The album’s final track “Kingdom” might be its most accessible to those struggling with A7PHA’s unique brand of sci-fi necromancy. “Kingdom” opens as a tongue-in-cheek epitaph in the wake of all the murderous verses the album has wrought thus far. The vocal effects loosen their grip, allowing Doseone’s prowess as a writer to dazzle with darkness as he explores the freedom from suffering dying provides: “Death the only place Capitalism is not / Look at you / one palm-tree-free wild isle in a sea of rot.” He describes searching for meaning in life as, “projecting balance on mayhem,” dolling out an alien eye-roll at, “all the toil and tooth brushing of dust / off of giving a fuck it must take,” for humans to engage in the menial hassles they endure before their inevitable demise. Mestizo then swoops in to revisit A7PHA’s bloodthirsty tendencies one last time, before shouting out rapper and friend Cadalack Ron, who passed away during the recording of A7PHA. Zo’ ends the album with the line “Rest in power,” a fitting end for a record that orbits death so tightly.

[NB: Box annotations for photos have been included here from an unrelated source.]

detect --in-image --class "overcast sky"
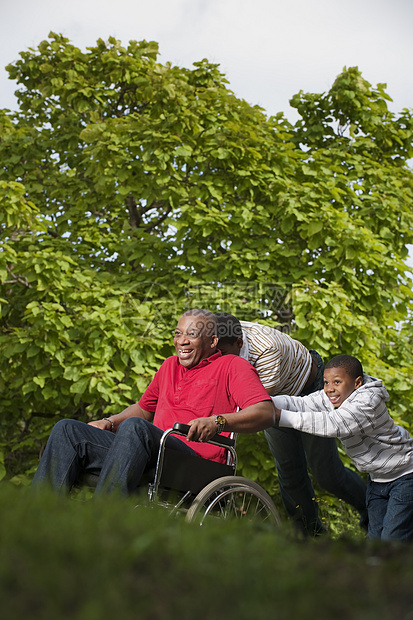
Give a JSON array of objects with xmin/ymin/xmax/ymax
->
[
  {"xmin": 0, "ymin": 0, "xmax": 413, "ymax": 120},
  {"xmin": 0, "ymin": 0, "xmax": 413, "ymax": 265}
]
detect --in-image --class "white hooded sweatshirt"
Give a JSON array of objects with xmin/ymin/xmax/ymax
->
[{"xmin": 272, "ymin": 375, "xmax": 413, "ymax": 482}]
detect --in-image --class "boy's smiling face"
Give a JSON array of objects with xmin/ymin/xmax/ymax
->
[{"xmin": 324, "ymin": 368, "xmax": 363, "ymax": 407}]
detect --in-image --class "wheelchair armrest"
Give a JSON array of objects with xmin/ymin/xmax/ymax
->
[{"xmin": 173, "ymin": 422, "xmax": 235, "ymax": 448}]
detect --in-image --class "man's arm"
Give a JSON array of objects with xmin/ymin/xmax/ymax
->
[
  {"xmin": 89, "ymin": 403, "xmax": 154, "ymax": 433},
  {"xmin": 188, "ymin": 400, "xmax": 275, "ymax": 441}
]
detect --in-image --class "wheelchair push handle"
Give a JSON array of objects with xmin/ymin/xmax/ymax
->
[{"xmin": 173, "ymin": 422, "xmax": 235, "ymax": 447}]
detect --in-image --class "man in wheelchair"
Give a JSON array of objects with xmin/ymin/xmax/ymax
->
[{"xmin": 33, "ymin": 309, "xmax": 275, "ymax": 495}]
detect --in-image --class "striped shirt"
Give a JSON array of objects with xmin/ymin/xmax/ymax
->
[
  {"xmin": 240, "ymin": 321, "xmax": 312, "ymax": 396},
  {"xmin": 273, "ymin": 375, "xmax": 413, "ymax": 482}
]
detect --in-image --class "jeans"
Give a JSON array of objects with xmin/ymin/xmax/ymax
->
[
  {"xmin": 265, "ymin": 351, "xmax": 367, "ymax": 536},
  {"xmin": 32, "ymin": 417, "xmax": 196, "ymax": 495},
  {"xmin": 367, "ymin": 473, "xmax": 413, "ymax": 541}
]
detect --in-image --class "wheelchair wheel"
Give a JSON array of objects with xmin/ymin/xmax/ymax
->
[{"xmin": 186, "ymin": 476, "xmax": 281, "ymax": 526}]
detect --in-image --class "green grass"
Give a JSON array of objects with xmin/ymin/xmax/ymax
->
[{"xmin": 0, "ymin": 483, "xmax": 413, "ymax": 620}]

There’s a moment on “Kingdom” where Doseone sums up his positive take on death with the line, “I got 99 problems, but my corpse got none.” Here Dose is at once reverently dapping-up the grim reaper with one hand, while sculpting hip-hop memes into something serrated, fresh, and totally his own with the other. This is a perfect microcosm of what A7PHA have managed to do throughout their debut. Vicious, dark, and bold, Mestizo and Doseone’s record is like nothing heard before on this planet. From a perspective heretofore foreign to this galaxy they inspect humanity’s ultimate fear, bending conventional styles to their unconventional whims with a matter of fact force not unlike gravity. If the apocalypse ever does occur, lets hope it sounds like A7PHA.